I am also the Chairman of Allied Minerals Ltd, Cass Cotan Mining and Processing Co. Ltd and Tee Mac Productions; a promotion company. What was growing up like for you? I was blessed to grow up in Switzerland. Great schools; great and honest society with a high moral code; wonderful years playing the flute in a youth orchestra; having a wonderful home on a hill looking down the lake of Zurich; Chauffeur driven to school; four great years in St. Gallen, the prime University for Economics; then briefly worked in my uncle’s company. He had factories producing car spare parts. I had my first band in 1969 in Lausanne where I was studying flute and voice, and performed all around Switzerland before returning to Nigeria in 1970.

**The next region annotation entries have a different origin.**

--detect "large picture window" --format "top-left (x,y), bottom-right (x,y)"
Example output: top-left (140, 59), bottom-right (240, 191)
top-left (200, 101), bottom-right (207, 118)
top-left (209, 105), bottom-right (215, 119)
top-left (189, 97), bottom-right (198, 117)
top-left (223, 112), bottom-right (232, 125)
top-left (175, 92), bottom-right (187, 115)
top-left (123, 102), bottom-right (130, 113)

How did your early life influence the person that you are today?

It made me to appreciate that hard work pays. It made me to realise that there is no short cut to making it in music, because educated people cannot be fooled with trash music. I learned at a young age that one is here on this earth to make the best out of the time given. There is nothing worse than growing old and looking back at a wasted life time. Dad or mum, who influenced you most? My father was assassinated when I was three years old, but I still remember him well. My mother was not with me, because she married again and had three more daughters in Nigeria. Many people influenced me. First, my uncle, J.J. Derendinger, the owner of the spare part factory. He was very educated, gentle and a hundred millionaire who did not show off. I would work in his company during the holidays to learn and appreciate how gentle he was directing his empire! He never shouted. No show offs, just a few expensive cars, a wonderful house with Swimming pool and a Stainway piano which was worth more than 100,000 dollars in those days. My aunty was a great lady too. A bit too strict for my liking, but she loved us. My first flute teacher, Mrs. Isler, my school teachers and, of course, Mr. Jean Pierre Rampal, the greatest flute player in history who I was studying with for my master’s degree.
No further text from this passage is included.